I’m building a modular based content generation platform, of which the inputs and outputs can be used by children. This means that safety around this content isn’t optional, its a requirement.
I’ll have more to share around the full platform - ReplicantCore - very soon, but today I want to focus on the content moderation module I’m building out, which I’ve called ReplicantGuard.
During some initial research around content moderation, I found some really great products and libraries that tackle this problem, but they didn’t do what I wanted them to. Most can tell you whether something is safe, but not why.
I couldn’t find one that would read and understand a battle scene and tell you why it would be considered appropriate for a twelve-year-old but isn’t appropriate for a six-year-old, as an example.
Most content safety APIs return a binary answer: safe or unsafe. Some add a confidence score. A few bucket content into broad categories like “violence” or “adult content.” But they all share the same limitation - they’re designed for platforms where the question is simply “should this be allowed?”
The question I’m trying to ask is “should this be allowed for the user/consumer, at this age?“.
A passage in a book describing a battle where soldiers fall in war might be entirely appropriate for a fourteen-year-old reading historical fiction. The same passage, with the same words, is not appropriate for a seven-year-old’s bedtime story.
Age-band context is everything.
I also needed something we could actually reason about. When a piece of content gets flagged, we want to know exactly which words or themes triggered it, what score they produced, and which rule rejected it, and maybe even use this as learning material to get better over time
ReplicantGuard tries to solve both of these problems, or at least take a few steps in the right direction.
I’m aware the image I used for this post is very much AI generated slop, but i’m going to stand by it for now 😂
ReplicantGuard is a content safety scoring service that is capable of evaluating text, images, and audio against configurable age-band profiles. It returns a structured pass/fail verdict with full per-layer explainability (is that even a word? Let’s say yes) - every score, every threshold, every trigger phrase is included in the response.
At the moment, It understands six content categories:
I took inspiration for the the above using the Pegi age classification system used for video games here in the UK and around Europe.

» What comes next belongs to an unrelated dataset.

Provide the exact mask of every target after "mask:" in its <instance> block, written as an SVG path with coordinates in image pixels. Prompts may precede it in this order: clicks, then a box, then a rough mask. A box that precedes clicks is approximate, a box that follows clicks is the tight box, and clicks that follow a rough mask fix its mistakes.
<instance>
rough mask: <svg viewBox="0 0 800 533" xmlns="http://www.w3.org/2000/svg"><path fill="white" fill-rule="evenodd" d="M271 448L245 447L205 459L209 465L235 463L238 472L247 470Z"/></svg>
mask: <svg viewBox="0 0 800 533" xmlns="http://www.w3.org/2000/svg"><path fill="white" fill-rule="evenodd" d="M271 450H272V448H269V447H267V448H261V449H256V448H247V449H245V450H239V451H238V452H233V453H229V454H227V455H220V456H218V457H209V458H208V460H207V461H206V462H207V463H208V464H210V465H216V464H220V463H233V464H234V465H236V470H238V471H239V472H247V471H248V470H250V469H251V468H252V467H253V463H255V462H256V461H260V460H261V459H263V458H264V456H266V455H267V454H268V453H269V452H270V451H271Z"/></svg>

These categories get evaluated against five age-band profiles:
I took inspiration for the above using the UK school system. It feels a bit odd naming wise, so I am open to change, but this will do for now
The module is extensible, and more categories and age bands can be added.
Each profile has independently tuned thresholds per category. A violence score of 0.25 might be perfectly acceptable for a Secondary profile and firmly rejected for an Infant profile.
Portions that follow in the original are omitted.